There are two separate questions here:
Q1: Why can't you (and shouldn't you) use transformations like tf-idf
when using vowpal wabbit
?
A1: vowpal wabbit
is not a batch learning system, it is an online-learning system. In order to compute measures like tf-idf
(term frequency in each document vs the whole corpus) you need to see all the data (corpus) first, and sometimes do multiple passes over the data. vowpal wabbit
as an online/incremental learning system is designed to also work on problems where you don't have the full data ahead of time. See This answer for a lot more details.
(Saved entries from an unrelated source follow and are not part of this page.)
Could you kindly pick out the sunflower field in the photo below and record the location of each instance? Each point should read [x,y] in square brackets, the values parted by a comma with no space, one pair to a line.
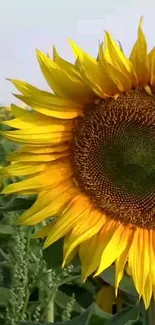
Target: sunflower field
[77,202]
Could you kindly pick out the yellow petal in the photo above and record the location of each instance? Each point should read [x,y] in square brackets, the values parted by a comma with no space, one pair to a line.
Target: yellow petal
[25,157]
[44,150]
[85,229]
[39,136]
[118,60]
[56,173]
[114,248]
[46,198]
[99,243]
[139,261]
[53,207]
[44,102]
[34,119]
[92,72]
[18,169]
[151,58]
[122,259]
[63,82]
[139,58]
[87,246]
[152,254]
[78,209]
[147,291]
[53,111]
[38,150]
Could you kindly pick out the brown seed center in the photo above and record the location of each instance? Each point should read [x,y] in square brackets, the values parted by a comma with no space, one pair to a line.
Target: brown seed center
[113,156]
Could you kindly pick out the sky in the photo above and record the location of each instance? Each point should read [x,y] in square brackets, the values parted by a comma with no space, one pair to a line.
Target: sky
[26,25]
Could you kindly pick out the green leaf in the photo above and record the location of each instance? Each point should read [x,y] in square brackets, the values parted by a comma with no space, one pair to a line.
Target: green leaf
[92,316]
[97,316]
[17,204]
[6,230]
[62,299]
[53,255]
[126,283]
[127,314]
[4,296]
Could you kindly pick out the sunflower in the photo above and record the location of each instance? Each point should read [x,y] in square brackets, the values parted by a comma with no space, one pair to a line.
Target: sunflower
[88,153]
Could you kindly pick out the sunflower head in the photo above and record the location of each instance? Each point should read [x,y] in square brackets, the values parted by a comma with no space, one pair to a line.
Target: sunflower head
[88,150]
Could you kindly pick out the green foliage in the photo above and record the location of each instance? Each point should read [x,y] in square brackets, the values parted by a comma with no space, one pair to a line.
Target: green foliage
[35,290]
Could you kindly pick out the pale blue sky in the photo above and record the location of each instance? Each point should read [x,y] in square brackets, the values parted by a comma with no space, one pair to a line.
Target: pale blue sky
[29,24]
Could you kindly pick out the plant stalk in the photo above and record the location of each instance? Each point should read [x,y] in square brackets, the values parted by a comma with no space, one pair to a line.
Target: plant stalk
[50,305]
[149,314]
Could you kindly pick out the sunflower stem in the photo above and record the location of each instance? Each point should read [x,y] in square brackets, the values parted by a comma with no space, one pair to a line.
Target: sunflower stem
[149,314]
[50,304]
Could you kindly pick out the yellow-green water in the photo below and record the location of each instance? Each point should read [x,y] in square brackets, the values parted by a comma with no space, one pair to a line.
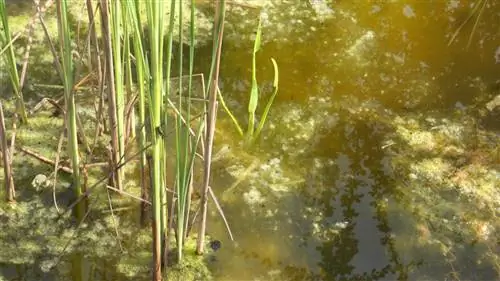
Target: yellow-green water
[343,81]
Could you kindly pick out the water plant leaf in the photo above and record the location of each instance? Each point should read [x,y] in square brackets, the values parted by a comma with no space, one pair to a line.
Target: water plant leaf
[254,92]
[271,99]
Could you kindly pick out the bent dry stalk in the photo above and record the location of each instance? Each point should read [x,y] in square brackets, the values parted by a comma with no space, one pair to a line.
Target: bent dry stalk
[212,87]
[8,179]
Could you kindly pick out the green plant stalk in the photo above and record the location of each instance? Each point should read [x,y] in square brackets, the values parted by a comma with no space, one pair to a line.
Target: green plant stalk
[270,102]
[116,35]
[181,144]
[142,80]
[167,89]
[254,92]
[211,118]
[155,12]
[6,42]
[251,136]
[68,80]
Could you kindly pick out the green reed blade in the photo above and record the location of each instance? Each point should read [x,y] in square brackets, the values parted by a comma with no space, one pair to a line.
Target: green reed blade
[254,92]
[271,99]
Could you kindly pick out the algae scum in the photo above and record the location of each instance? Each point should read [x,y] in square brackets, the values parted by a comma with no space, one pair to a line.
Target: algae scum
[380,159]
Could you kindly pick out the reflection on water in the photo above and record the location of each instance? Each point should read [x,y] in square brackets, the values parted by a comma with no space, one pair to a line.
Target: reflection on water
[352,213]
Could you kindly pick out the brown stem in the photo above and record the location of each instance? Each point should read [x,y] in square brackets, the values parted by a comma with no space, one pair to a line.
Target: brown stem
[211,119]
[9,180]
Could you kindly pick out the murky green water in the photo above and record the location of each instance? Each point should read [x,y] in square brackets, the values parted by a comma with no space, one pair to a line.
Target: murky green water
[336,193]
Q2: How does vowpal wabbit
"transform" the features it sees ?
A2: It doesn't. It simply maps each word feature on-the-fly to its hashed location in memory. The online learning step is driven by a repetitive optimization loop (SGD or BFGS) example by example, to minimize the modeling error. You may select the loss function to optimize for.
However, if you already have the full data you want to train on, nothing prevents you from transforming it (using any other tool) before feeding the transformed values to vowpal wabbit
. It's your choice. Depending on the particular data, you may get better or worse results using a transformation pre-pass, than by running multiple passes with vowpal wabbit
itself without preliminary transformations (check-out the vw --passes
option).
To complete the answer, let's add another related question:
Q3: Can I use pre-transformed (e.g. tf-idf
) data with vowpal wabbit
?
A3: Yes, you can. Just use the following (post-transformation) form. Instead of words, use integers as feature IDs and since any feature can have an optional explicit weight, use the tf-idf
floating point as weights, following the :
separator in typical SVMlight format:
-1 | 1:0.534 15:0.123 3:0.27 29:0.066 ...
1 | 3:0.1 102:0.004 24:0.0304 ...
The reason this works, is because vw
has a nice feature of distinguishing between string and integer-features. It doesn't hash feature-names that look like integers (unless you use the --hash_all
option explicitly). Integer feature numbers are used directly as if they were the hash result of the feature.